Note: Regular users do not interact with jobs directly. End-user progress or completion flows are exposed through service-owned operations, not the jobs system.

Retention

Retention strategy is implementation-specific, not mandated:

Options:

Keep all — Jobs as audit log, accept growth
TTL per state — completed: 7d, failed: 30d, dead: 90d
Archive — Move old jobs to archive bucket/cold storage

The central Jobs admin runtime can implement periodic cleanup or archival as configured.

Library Structure

js/packages/trellis/
├── jobs.ts                     # Public TS jobs types and admin helpers
└── server/
    ├── service.ts              # Typed service.jobs facade and JobRef wiring
    └── internal_jobs/          # Internal transport-aware jobs runtime pieces

rust/crates/jobs/
└── src/
    ├── lib.rs          # Public exports
    ├── types.rs        # Shared models and serde types
    ├── events.rs       # Event constructors and helpers
    ├── projection.rs   # Reducer / projector logic
    ├── keys.rs         # Job identity key derivation
    ├── subjects.rs     # Subject derivation
    ├── manager.rs      # Service-local job lifecycle publishing
    ├── active_job.rs   # Worker-facing active job helper
    ├── runtime_worker.rs # Worker host / processing runtime
    ├── publisher.rs    # Event publishing integration
    ├── bindings.rs     # Binding lookup helpers
    └── registry.rs     # Worker heartbeat / cancellation helpers

rust/crates/service-jobs/
└── src/
    ├── lib.rs          # Service library entrypoint
    ├── main.rs         # Service entrypoint
    ├── bootstrap.rs    # Service host bootstrap/run orchestration
    ├── contract.rs     # Contract metadata / generated contract adapter
    ├── projector.rs    # JOBS stream → SQL projection
    ├── janitor.rs      # Business deadline enforcement
    ├── advisory.rs     # MaxDeliver advisory consumer
    ├── query.rs        # SQL-backed query + mutation operations
    ├── query/          # Query resource, state, and wire helpers
    ├── storage/        # SQLite schema and projection store
    └── router.rs       # Global RPC handlers

Implementation Notes

Payload size: Job payloads should be kept small. For large data (documents, images), store in Object Store and pass references in the payload.

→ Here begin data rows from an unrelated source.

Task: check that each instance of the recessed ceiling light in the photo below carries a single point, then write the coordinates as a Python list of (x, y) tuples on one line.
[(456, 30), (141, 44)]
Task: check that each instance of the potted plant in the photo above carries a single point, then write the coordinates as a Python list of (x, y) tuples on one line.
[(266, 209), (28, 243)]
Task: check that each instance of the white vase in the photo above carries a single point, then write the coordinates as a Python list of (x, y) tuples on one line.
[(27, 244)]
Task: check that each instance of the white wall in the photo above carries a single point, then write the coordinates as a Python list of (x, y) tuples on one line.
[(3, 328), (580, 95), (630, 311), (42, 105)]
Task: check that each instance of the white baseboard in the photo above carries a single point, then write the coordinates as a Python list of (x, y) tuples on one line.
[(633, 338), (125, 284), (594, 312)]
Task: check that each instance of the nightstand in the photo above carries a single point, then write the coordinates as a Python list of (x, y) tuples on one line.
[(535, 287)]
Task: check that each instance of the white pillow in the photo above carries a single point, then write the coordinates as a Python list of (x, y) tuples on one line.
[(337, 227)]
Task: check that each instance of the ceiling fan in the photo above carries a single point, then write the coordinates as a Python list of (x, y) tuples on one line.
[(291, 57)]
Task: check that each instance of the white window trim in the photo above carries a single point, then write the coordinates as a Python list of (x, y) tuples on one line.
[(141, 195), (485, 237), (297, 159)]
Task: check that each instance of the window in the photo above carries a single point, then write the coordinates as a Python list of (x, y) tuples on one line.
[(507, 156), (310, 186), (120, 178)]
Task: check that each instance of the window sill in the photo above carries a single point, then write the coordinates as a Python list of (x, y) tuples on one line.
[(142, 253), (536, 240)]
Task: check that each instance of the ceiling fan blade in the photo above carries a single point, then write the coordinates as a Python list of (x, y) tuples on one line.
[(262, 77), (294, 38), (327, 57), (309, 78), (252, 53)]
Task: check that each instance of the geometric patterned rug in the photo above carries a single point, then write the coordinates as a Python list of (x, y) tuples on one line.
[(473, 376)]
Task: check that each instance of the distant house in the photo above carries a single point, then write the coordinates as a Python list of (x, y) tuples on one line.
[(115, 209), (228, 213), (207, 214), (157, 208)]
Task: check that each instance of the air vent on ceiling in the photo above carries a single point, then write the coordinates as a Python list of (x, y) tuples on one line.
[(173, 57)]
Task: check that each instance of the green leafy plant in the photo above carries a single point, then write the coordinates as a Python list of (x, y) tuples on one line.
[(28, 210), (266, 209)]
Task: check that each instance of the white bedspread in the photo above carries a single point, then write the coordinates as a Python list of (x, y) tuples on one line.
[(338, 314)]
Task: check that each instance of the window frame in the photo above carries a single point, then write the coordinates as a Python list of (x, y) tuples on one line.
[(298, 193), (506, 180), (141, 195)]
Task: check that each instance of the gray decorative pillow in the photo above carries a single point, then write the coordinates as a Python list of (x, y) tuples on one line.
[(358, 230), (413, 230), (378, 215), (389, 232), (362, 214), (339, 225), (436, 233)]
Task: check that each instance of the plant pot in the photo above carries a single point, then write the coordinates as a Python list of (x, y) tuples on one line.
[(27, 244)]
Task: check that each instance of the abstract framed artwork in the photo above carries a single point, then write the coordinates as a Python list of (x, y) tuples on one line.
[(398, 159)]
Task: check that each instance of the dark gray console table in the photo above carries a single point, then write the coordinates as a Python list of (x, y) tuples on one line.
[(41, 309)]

Progress events: Services should be mindful of progress event frequency. While not enforced, high-frequency updates (e.g., every millisecond) create unnecessary stream volume. The SQL projection stores the latest progress state.

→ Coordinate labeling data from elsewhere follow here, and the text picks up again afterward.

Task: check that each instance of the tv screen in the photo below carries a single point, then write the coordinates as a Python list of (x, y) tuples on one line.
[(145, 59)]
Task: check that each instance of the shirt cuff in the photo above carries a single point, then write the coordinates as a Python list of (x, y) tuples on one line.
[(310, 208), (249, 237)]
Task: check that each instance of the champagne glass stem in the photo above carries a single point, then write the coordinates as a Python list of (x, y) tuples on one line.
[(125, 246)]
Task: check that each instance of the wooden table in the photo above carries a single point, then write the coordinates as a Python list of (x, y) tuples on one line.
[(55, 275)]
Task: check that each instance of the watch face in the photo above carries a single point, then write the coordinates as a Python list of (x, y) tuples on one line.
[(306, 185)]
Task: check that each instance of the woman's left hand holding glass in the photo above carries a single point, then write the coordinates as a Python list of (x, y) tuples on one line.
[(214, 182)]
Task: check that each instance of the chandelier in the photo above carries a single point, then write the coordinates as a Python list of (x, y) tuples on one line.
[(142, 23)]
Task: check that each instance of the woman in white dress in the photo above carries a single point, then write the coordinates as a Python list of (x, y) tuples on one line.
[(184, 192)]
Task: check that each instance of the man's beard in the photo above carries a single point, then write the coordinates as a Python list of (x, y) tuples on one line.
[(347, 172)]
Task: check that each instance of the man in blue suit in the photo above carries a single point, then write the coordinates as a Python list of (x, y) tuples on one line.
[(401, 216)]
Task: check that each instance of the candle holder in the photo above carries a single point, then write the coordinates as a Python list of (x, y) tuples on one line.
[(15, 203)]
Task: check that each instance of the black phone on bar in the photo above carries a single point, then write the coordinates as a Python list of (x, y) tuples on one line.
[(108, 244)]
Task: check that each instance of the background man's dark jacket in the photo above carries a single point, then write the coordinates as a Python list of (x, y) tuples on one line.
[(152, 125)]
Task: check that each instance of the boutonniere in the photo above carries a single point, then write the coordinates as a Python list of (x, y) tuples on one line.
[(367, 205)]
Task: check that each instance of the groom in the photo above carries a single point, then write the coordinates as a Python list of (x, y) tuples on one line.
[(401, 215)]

Retry vs redelivery: The retry state indicates “NAK sent, awaiting JetStream redelivery”—the worker is NOT running. When JetStream redelivers the message and the worker starts, a started event is emitted transitioning back to active.

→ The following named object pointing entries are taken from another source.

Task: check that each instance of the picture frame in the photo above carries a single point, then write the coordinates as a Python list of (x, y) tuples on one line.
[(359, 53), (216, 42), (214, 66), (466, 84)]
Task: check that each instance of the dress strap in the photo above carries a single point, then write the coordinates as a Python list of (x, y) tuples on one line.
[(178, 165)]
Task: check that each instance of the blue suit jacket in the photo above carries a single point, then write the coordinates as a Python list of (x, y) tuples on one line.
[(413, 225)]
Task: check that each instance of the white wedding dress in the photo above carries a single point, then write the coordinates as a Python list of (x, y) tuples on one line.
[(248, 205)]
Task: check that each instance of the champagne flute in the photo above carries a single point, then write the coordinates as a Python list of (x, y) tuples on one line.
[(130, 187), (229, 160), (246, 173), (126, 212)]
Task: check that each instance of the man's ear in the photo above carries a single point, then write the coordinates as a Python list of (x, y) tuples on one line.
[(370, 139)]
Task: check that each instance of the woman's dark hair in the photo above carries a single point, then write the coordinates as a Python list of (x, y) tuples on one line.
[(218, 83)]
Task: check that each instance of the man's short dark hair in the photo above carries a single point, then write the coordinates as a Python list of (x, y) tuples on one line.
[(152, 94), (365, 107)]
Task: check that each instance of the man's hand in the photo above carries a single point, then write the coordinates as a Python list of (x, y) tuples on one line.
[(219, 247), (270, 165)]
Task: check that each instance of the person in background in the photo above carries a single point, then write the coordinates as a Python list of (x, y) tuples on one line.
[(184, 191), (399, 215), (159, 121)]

Terminal state precedence: If a race occurs (e.g., janitor marks job expired while worker is finishing), terminal states take precedence. The projector should reject state transitions from execution-terminal states except explicit DLQ administration on dead jobs such as replay and dismiss.

For keyed queues, slot-token ownership is checked before publishing terminal worker outcomes. A stale worker that no longer owns the active key slot does not win terminal precedence; the runtime records staleCompletionIgnored instead.